On 7 July 2021, the Government has announced the Terms of Reference for its review into the tax treatment of venture capital, to find out if the current tax concessions support genuine early stage Australian start-ups. The review will be undertaken by Treasury and Industry Innovation and Science Australia (IISA). The review, announced in the lead up to the 2021-22 Budget, will cover the Early Stage Venture Capital Limited Partnership (ESVCLP), the Venture Capital Limited Partnership (VCLP), and the Australian Fund of Funds (AFOFs) programs. A report is expected towards the end of 2021.
See below for further details.
To ensure current venture capital tax concessions support genuine early stage Australian start-ups, the Government announced a review into the tax treatment of venture capital, with the Terms of Reference for the review released on 7 July 2021.
Recent trends demonstrate a vibrant Australian venture capital industry with a record $1.3 billion raised in 2020, compared to $200 million in 2013, according to the Australian Investment Council. This capital provides start-ups and small innovative businesses with funds for projects that can lead to technology improvements and boost productivity growth.
As part of the 2016 National Innovation and Science Agenda, the Government implemented reforms to enhance the concessional treatment of the Early Stage Venture Capital Limited Partnership (ESVCLP) program to target this concession towards ventures at the very early stages of the lifecycle of a developing start-up. Five years on, now is the appropriate time to evaluate the impact of these tax concessions.
Treasury and IISA will undertake stakeholder consultation over the coming months. It is expected that the final report will be delivered to the Treasurer towards the end of 2021.

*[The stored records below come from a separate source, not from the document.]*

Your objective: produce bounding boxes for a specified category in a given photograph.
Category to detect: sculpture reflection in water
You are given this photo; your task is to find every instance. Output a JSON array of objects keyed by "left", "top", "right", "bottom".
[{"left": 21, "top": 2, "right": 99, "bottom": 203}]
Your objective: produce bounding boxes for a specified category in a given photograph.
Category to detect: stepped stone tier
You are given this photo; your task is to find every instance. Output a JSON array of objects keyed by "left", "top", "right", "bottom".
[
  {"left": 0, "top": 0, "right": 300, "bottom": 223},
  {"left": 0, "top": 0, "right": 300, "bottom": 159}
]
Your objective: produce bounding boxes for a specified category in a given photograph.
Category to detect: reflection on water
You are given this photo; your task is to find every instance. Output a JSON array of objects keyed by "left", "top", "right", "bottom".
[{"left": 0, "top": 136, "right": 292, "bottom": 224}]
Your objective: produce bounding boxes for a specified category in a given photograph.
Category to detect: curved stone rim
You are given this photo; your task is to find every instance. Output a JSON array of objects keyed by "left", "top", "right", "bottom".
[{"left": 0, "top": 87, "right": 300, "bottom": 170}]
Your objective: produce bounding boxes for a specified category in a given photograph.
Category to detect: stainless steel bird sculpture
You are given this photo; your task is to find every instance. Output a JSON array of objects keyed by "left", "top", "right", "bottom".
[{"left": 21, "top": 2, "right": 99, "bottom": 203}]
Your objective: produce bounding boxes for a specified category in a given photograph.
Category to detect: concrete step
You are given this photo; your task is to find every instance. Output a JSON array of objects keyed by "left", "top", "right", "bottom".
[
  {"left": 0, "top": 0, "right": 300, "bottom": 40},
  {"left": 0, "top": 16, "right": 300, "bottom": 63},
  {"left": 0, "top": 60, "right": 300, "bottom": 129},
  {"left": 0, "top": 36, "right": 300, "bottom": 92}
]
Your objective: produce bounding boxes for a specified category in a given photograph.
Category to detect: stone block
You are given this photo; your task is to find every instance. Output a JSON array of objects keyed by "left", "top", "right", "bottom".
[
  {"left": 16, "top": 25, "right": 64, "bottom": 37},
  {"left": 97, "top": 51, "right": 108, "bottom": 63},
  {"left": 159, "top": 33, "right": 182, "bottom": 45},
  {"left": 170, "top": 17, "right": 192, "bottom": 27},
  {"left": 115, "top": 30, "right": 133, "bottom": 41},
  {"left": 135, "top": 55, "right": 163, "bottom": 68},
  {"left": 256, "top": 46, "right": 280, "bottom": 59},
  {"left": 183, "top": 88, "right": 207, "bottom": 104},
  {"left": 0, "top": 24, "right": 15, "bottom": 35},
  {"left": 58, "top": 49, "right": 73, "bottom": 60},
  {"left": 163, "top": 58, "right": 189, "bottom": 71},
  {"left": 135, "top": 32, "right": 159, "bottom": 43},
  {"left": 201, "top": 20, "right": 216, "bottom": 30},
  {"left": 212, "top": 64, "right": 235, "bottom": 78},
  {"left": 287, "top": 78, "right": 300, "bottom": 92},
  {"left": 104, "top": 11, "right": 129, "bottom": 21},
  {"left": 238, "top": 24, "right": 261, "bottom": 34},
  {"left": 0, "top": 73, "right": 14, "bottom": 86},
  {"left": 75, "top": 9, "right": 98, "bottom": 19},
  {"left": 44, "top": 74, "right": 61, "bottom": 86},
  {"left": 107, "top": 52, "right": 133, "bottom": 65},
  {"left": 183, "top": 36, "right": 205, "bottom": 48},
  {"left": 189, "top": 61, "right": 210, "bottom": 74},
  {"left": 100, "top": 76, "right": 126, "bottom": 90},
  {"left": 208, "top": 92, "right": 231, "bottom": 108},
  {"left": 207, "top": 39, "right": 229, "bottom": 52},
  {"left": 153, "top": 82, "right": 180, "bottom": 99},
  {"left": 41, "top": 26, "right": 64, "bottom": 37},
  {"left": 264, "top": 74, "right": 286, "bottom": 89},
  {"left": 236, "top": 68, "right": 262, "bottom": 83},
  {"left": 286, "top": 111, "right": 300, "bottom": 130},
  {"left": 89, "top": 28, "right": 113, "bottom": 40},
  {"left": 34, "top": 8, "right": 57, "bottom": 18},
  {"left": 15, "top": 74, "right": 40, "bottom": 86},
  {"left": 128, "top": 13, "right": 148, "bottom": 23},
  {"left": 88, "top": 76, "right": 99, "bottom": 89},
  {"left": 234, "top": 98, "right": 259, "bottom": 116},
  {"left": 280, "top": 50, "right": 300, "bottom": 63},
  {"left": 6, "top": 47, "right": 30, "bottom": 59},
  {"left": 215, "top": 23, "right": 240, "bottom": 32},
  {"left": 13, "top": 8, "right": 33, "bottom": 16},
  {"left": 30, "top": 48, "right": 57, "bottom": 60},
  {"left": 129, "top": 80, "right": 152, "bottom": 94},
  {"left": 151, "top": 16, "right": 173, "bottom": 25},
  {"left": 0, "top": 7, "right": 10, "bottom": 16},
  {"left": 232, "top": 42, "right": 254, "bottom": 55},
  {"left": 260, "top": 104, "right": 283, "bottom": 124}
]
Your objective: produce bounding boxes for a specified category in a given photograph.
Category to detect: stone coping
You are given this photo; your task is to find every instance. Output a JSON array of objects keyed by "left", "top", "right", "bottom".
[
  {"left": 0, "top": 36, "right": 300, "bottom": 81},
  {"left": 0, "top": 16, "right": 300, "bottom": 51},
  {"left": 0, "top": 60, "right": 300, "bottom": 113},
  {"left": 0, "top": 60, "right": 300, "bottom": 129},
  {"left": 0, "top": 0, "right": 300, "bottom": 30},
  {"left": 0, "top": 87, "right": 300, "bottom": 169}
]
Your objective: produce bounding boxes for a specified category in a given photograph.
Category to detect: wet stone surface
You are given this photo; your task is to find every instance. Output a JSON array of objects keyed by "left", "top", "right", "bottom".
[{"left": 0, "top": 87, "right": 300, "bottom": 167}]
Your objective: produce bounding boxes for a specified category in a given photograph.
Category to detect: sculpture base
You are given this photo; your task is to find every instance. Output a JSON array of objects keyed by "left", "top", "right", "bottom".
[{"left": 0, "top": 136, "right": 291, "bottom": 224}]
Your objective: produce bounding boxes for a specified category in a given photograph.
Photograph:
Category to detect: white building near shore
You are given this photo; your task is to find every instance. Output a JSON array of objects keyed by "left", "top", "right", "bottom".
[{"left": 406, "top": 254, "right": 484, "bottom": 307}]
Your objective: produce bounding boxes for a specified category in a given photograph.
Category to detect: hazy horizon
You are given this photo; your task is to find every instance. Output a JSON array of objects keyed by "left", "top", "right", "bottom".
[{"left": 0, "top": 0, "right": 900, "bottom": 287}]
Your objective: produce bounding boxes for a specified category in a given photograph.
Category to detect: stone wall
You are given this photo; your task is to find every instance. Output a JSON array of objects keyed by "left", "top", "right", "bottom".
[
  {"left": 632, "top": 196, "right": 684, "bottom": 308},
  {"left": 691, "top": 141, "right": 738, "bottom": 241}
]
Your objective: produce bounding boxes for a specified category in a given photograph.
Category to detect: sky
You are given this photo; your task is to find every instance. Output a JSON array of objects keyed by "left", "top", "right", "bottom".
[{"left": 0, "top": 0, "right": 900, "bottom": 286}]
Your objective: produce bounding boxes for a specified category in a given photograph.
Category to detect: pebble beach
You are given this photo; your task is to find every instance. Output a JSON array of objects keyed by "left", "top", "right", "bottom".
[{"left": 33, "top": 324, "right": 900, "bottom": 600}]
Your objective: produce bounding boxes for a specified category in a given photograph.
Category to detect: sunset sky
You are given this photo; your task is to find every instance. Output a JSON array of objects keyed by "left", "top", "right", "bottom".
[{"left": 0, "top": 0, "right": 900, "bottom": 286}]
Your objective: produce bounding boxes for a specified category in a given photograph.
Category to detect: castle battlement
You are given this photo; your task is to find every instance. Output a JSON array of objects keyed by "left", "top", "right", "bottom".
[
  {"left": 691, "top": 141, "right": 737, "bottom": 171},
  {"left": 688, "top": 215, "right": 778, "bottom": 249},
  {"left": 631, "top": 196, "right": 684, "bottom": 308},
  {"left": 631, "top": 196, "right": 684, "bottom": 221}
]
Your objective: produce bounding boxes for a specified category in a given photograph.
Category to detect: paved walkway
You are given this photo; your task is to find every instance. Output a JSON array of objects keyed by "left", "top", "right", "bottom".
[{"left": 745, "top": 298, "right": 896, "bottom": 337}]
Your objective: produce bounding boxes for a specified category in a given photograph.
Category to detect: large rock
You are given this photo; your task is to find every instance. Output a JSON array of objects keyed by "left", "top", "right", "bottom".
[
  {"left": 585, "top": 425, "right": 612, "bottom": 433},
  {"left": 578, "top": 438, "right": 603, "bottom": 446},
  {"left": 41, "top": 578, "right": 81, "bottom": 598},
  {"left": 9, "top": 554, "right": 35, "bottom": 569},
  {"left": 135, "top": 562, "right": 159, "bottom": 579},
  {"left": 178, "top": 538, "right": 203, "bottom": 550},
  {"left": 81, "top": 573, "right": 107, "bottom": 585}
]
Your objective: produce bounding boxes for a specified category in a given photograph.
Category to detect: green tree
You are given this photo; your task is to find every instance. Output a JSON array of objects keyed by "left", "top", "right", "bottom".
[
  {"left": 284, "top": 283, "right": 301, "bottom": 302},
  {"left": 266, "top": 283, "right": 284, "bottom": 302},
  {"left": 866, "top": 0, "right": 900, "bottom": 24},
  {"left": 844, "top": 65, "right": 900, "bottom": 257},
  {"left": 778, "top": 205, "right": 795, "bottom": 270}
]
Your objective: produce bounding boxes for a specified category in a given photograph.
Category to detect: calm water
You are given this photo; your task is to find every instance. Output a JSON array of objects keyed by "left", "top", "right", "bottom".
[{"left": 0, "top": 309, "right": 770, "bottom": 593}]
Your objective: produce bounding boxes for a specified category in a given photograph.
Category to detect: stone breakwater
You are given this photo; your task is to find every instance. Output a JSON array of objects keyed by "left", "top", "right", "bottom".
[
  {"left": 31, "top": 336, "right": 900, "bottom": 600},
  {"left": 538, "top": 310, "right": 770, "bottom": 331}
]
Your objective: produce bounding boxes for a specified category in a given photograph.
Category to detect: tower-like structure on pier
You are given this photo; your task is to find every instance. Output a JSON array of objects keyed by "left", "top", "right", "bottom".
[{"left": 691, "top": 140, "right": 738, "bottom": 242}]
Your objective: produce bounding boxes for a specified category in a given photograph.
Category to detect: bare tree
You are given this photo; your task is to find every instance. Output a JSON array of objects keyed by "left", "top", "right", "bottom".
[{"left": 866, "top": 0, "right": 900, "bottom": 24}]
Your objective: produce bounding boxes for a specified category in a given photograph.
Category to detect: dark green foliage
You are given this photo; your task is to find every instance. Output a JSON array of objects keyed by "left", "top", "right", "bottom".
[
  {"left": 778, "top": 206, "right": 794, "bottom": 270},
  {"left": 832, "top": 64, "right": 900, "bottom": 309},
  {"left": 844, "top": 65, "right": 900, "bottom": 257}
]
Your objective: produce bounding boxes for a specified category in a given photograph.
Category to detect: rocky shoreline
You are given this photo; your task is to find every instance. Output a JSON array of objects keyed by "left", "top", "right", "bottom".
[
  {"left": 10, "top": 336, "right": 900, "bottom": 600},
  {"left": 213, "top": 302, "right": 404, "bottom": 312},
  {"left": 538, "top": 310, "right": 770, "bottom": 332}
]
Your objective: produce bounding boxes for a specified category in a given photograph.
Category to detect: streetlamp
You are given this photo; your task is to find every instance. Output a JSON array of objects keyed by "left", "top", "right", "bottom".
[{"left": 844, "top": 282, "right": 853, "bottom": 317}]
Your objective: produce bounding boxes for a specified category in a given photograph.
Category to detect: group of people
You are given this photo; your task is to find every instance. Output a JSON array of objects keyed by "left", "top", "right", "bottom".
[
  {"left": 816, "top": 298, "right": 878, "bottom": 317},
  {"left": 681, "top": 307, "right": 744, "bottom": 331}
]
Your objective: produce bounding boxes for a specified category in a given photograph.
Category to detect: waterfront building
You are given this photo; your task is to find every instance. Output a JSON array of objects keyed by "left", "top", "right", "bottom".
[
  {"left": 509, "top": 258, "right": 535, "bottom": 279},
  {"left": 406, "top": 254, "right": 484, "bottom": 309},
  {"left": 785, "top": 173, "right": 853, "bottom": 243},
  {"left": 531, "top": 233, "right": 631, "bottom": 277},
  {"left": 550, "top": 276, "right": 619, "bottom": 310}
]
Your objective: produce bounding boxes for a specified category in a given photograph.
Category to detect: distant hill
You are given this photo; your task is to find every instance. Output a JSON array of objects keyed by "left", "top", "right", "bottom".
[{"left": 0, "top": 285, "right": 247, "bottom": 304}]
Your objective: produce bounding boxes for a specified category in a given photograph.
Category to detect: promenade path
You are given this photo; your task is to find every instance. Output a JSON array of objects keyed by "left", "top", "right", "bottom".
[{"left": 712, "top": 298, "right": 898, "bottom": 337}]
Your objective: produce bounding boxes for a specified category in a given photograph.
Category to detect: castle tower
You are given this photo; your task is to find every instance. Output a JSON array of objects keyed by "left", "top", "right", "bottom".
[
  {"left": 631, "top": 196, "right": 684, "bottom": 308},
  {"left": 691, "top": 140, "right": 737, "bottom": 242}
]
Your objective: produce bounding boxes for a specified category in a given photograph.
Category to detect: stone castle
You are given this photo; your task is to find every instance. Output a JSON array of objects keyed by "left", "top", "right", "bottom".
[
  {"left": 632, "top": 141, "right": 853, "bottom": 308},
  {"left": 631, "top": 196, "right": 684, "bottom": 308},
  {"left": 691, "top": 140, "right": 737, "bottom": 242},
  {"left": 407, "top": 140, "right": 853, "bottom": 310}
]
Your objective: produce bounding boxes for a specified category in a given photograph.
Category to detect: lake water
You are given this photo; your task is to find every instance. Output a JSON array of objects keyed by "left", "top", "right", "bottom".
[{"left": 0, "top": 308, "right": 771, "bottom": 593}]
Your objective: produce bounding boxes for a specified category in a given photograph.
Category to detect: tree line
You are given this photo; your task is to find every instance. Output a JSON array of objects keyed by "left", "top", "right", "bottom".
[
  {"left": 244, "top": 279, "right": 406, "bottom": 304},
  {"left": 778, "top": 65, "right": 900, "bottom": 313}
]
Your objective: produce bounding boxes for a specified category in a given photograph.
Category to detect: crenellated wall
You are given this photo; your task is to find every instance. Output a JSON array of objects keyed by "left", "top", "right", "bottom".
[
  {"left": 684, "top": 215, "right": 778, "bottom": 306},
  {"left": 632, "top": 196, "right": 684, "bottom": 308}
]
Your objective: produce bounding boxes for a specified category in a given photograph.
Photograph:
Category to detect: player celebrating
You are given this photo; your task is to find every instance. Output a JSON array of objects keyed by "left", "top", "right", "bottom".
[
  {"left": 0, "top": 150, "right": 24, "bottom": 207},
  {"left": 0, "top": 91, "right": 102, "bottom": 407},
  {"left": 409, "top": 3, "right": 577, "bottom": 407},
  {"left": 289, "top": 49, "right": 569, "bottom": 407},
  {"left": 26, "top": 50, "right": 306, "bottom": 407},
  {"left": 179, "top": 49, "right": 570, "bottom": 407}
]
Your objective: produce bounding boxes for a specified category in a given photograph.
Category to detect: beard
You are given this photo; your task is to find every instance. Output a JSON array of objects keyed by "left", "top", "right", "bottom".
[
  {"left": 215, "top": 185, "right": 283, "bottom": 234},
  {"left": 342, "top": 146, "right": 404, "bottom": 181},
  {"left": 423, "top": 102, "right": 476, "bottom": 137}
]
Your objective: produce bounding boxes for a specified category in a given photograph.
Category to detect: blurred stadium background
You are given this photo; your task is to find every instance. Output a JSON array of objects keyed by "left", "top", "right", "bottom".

Venture Capital Tax Concessions Review
Australia’s venture capital tax concessions are to be reviewed by the Treasury and Industry Innovation and Science Australia for the following purposes:
- To consider how the concessions operate in practice and whether they are achieving their intended objectives
- To satisfy the legislative requirement outlined in Section 118-455 of Income Tax Assessment Act 1997
- To consider the recommendations of other relevant reviews, to which the Government has not yet responded, that examine the venture capital tax concessions
The scope provided in the Terms of Reference includes:
- assessment of impacts arising from the venture capital concessions, ie how the concessions operate in practice and whether they’re achieving their intended objectives;
- consideration of recommendations of other relevant reviews, to which the Government has not yet responded, that examine the venture capital tax concessions;
- identifying what data is available (before deciding nature of impact assessment);
- preparation of a succinct consultation paper providing means for stakeholders to offer views and provide evidence on operation of concessions; and
- Treasury to prepare the impact assessment report for tabling in Parliament.